View from the lodgeDik dik

I had heard of some of the changes in the area around Ndutu, but the one that I had not really thought about was the growth of vegetation in front of the lodge. In my day it was all mature trees and short grass with very little ‘brush’. The increased growth changes the view, but with that also comes the animals that now inhabit the area. I saw one of the Dik Dik now living close to the lodge ‘mark’ one of the Aloes now growing in front of the rooms and was able to point it out to several visitors. There were never elephants in the area in my day, leave alone in front of the lodge.

Game drives were great as there had been/was rain and the grass was green. Visibility had changed as there was a lot of grown up ‘bush’. I saw a decrease in a couple of animal species. That was either due to decreased visibility or increased numbers of Leopards eating the Impala, Steinbok, & Jackels. The growth of small bushes into medium trees certainly increased the amount of very suitable Leopard habitat.

Wildebeest

The migration was as always and it was great to be able to get out to see it. As migration time is busy time for Ndutu, staff does not get much chance to get out and see it. I saw one thing that I hadn’t thought about. On the edge of the plains one morning there were vultures & Marabou Storks scattered about a good sized area. We drove by one spot where they were & I realized they were eating afterbirth. Apparently there had been a good sized herd in the area overnight. The mothers, by choice, give birth very early in the morning and the calves are able to move in a very few minutes. Apparently they all calved and then the whole herd moved away to let the scavengers eat the afterbirths without bothering/endangering the calves.

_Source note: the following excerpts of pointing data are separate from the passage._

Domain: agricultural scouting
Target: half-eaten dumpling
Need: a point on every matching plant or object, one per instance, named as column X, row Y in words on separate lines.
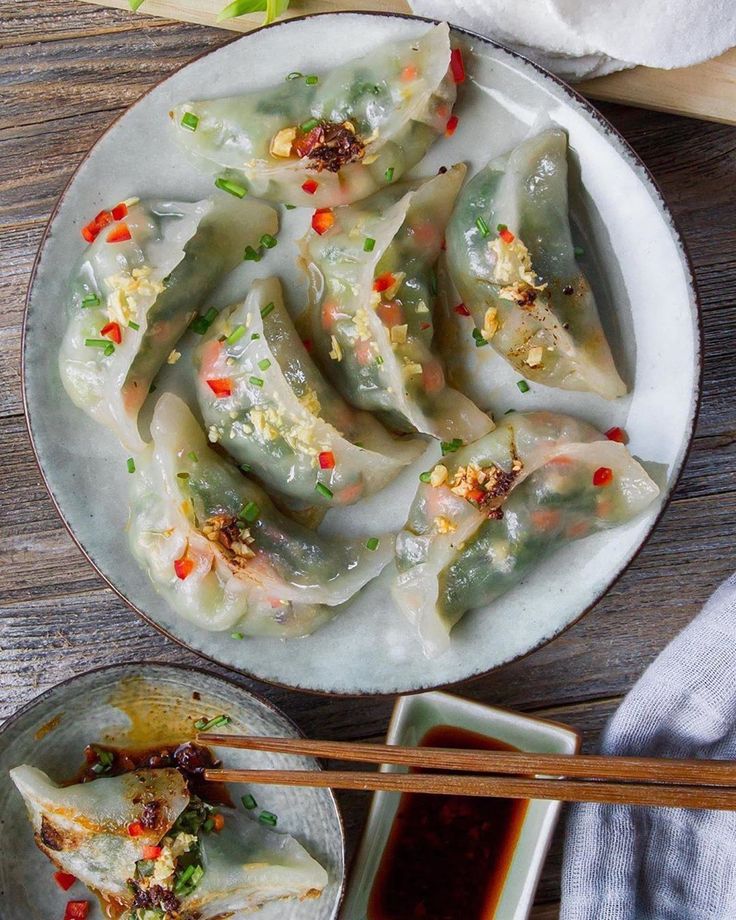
column 512, row 259
column 143, row 842
column 372, row 290
column 332, row 139
column 148, row 267
column 270, row 408
column 217, row 549
column 488, row 513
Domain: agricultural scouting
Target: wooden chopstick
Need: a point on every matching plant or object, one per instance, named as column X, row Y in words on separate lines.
column 496, row 786
column 621, row 769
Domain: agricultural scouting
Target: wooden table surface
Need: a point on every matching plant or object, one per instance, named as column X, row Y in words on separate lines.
column 66, row 71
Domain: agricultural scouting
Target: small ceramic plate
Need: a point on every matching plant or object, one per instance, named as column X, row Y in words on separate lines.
column 412, row 718
column 634, row 259
column 142, row 705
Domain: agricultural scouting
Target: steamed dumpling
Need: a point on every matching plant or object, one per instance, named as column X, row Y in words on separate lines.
column 270, row 408
column 372, row 292
column 490, row 512
column 135, row 291
column 333, row 139
column 512, row 259
column 219, row 551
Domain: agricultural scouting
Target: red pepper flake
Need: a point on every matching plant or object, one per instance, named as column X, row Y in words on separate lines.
column 183, row 568
column 383, row 282
column 221, row 387
column 457, row 66
column 119, row 234
column 64, row 880
column 76, row 910
column 112, row 331
column 322, row 220
column 618, row 435
column 120, row 211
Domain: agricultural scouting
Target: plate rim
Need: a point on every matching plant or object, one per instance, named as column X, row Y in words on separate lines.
column 696, row 398
column 15, row 717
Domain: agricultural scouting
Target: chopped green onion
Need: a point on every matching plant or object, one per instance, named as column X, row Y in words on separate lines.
column 232, row 188
column 322, row 489
column 236, row 335
column 202, row 725
column 190, row 121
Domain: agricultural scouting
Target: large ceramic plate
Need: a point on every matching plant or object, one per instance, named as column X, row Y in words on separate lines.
column 633, row 256
column 141, row 706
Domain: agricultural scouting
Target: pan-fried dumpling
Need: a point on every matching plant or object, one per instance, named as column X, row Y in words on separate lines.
column 217, row 549
column 488, row 513
column 148, row 267
column 372, row 290
column 333, row 139
column 270, row 408
column 512, row 259
column 197, row 873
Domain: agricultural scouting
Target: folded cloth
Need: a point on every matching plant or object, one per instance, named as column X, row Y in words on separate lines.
column 626, row 863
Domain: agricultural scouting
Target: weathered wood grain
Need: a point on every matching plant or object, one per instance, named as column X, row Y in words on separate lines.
column 66, row 71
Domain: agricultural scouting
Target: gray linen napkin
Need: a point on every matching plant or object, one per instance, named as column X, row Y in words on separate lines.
column 625, row 863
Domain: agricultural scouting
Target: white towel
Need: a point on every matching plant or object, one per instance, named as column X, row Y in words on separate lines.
column 626, row 863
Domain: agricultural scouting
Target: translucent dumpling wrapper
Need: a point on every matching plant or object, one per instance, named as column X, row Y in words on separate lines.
column 197, row 873
column 492, row 511
column 271, row 409
column 220, row 552
column 135, row 291
column 511, row 256
column 372, row 292
column 329, row 139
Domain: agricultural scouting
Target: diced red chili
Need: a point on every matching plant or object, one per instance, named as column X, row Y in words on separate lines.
column 119, row 234
column 221, row 387
column 183, row 568
column 457, row 66
column 617, row 434
column 322, row 220
column 603, row 476
column 112, row 331
column 64, row 880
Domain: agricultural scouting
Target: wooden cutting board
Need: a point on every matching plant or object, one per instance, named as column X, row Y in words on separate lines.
column 705, row 91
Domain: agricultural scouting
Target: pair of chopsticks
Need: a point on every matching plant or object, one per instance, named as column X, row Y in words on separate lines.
column 612, row 780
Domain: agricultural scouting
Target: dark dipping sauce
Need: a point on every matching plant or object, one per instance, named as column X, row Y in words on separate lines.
column 447, row 856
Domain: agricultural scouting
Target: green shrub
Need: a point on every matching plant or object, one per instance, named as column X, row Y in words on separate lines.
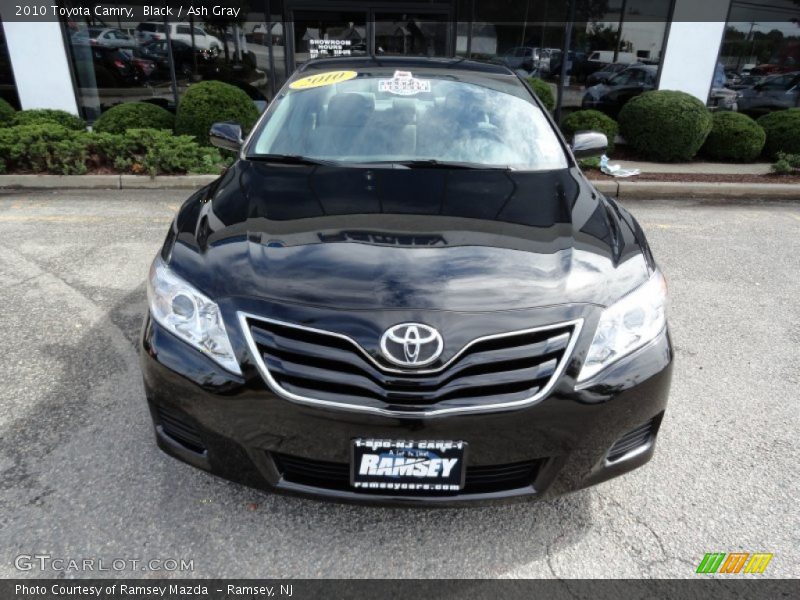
column 665, row 125
column 48, row 115
column 7, row 113
column 543, row 91
column 209, row 102
column 783, row 132
column 156, row 151
column 134, row 115
column 43, row 148
column 591, row 120
column 734, row 137
column 52, row 148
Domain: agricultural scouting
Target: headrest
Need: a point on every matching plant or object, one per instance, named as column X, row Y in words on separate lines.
column 404, row 110
column 349, row 109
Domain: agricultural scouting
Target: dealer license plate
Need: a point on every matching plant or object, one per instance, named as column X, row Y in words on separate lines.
column 408, row 466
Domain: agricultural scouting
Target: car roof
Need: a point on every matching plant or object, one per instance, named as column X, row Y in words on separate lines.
column 401, row 62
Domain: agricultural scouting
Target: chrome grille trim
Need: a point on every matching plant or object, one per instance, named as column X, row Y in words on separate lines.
column 432, row 411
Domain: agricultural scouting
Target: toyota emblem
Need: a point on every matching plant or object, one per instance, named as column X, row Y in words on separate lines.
column 411, row 344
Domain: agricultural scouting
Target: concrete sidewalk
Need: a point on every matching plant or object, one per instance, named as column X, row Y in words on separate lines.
column 618, row 187
column 696, row 168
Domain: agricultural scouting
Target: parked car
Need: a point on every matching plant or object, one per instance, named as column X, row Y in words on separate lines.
column 604, row 57
column 523, row 57
column 157, row 51
column 109, row 38
column 114, row 67
column 773, row 93
column 723, row 99
column 605, row 73
column 746, row 81
column 576, row 64
column 368, row 306
column 179, row 32
column 610, row 97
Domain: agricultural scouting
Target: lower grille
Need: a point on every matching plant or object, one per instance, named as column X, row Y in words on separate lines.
column 336, row 476
column 173, row 425
column 633, row 440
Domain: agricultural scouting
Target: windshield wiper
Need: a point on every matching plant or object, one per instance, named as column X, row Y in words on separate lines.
column 290, row 159
column 432, row 163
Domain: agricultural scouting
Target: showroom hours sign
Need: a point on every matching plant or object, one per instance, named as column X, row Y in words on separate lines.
column 51, row 12
column 321, row 48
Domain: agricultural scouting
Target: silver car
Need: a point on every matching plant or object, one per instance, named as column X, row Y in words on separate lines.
column 774, row 93
column 110, row 38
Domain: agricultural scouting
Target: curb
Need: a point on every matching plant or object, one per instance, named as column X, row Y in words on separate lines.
column 105, row 182
column 676, row 189
column 617, row 188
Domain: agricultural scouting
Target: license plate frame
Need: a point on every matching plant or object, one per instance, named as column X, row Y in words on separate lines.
column 408, row 467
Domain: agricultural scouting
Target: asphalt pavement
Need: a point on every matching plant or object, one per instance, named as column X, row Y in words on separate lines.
column 81, row 477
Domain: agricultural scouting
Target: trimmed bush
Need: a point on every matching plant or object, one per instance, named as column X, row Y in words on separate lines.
column 209, row 102
column 40, row 116
column 783, row 132
column 7, row 113
column 155, row 151
column 43, row 148
column 591, row 120
column 543, row 91
column 734, row 137
column 665, row 125
column 787, row 164
column 134, row 115
column 52, row 148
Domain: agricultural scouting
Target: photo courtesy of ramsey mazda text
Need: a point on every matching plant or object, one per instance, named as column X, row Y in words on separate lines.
column 404, row 291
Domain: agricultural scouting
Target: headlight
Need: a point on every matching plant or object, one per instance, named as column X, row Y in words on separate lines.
column 627, row 325
column 189, row 314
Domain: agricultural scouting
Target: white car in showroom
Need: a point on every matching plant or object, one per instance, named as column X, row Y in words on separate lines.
column 153, row 30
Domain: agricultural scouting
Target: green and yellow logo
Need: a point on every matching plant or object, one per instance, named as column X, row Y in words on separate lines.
column 735, row 562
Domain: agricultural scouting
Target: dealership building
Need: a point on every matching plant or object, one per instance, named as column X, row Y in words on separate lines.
column 89, row 57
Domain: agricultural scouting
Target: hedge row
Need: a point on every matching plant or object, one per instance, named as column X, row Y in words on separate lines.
column 669, row 126
column 48, row 147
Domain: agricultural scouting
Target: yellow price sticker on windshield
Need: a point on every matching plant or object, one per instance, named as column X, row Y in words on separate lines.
column 321, row 79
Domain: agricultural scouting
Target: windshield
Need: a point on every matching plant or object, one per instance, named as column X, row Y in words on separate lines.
column 400, row 117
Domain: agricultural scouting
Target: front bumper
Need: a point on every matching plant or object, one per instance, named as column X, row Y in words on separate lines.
column 236, row 428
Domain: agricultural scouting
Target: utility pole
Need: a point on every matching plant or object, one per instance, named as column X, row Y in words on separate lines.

We later saw the herd with calves not far from the birth spot. A very interesting piece of animal behavior that one can see at Ndutu and few other places.

As the pictures I will include show, we saw almost all the common diurnal animals of the Ndutu area. And every game drive we saw Wildebeest making Ndutu during the migration probably the best place in Africa to visit to observe wildlife. A leopard was the one animal we struggled unsuccessfully to find. When I was a tour guide, I always told my clients that “We may not see a Leopard, but I will guarantee that a Leopard has seen us.” One afternoon we were just a few minutes late to see a Leopard, and I am sure it was still in the area and saw us. There was only one wildlife thing I missed – the ‘a au, a au’ call of the Chestnut-bellied Sandgrouse on the way to the water hole for their morning drink. Maybe on another trip in less than another twenty years. It is easy to see why people come back to Ndutu time after time and increase the length of their stay.

Jerry

P.S. The picture below of the curled up bat-eared fox is a favourite of Nancy Stout, who came out with me on this trip.

Thanks Gerry, we hope it will be less than twenty years before you come back for your next visit. And thanks also for the photos.